Ich bin ein reiner Tourengeher ohne Freeride- oder Skipisteneinsätze. Entsprechend hatte ich meine bisherigen Tourenschuhe vor allem nach Komfort und Gewicht gewählt. Der Maestrale ist der stabilste Touren-Skischuh, den ich bisher in Gebrauch hatte – und gleichzeitig einer der leichteren.
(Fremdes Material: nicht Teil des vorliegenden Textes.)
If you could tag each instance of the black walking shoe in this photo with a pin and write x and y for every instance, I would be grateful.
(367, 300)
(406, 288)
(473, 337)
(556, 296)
Vor- und Nachteile auf einen Blick

+ Gute Stabilität in der Abfahrt bei gleichzeitig relativ geringem Gewicht
+ Großer Bewegungsspielraum im Aufstieg
+ Ausgereiftes Schnallensystem + gutes Klettgurtband zur optimalen Fixierung für die Abfahrt
+ Gutes Feeling auch beim Gehen ohne Ski und im Fels
+ Hoher Tragekomfort – u.a. durch Schalenbelüftung

– Geringe Vorlagenposition
– Aus- und Einbau der Innenschuhe erfordert Übung
– für die Kartegorie „aufstiegsorientiert“ relativ schwer gegenüber den leichtesten Modellen

Das Testfazit

Der Maestrale kommt der berühmten eierlegenden Wollmilchsau schon ziemlich nahe. Die beiden Gegenpole aus maximaler Stabilität und minimalem Gewicht wurden von den Entwicklern bestmöglich angenähert. Logisch, dass der Schuh in keiner der beiden Kategorien Spitzenwerte erzielt. Er rangiert aber jeweils weit über dem Durchschnitt. Ansonsten besticht er mit durchdachtem Handling, grundsolider Verarbeitung und hohem Tragekomfort.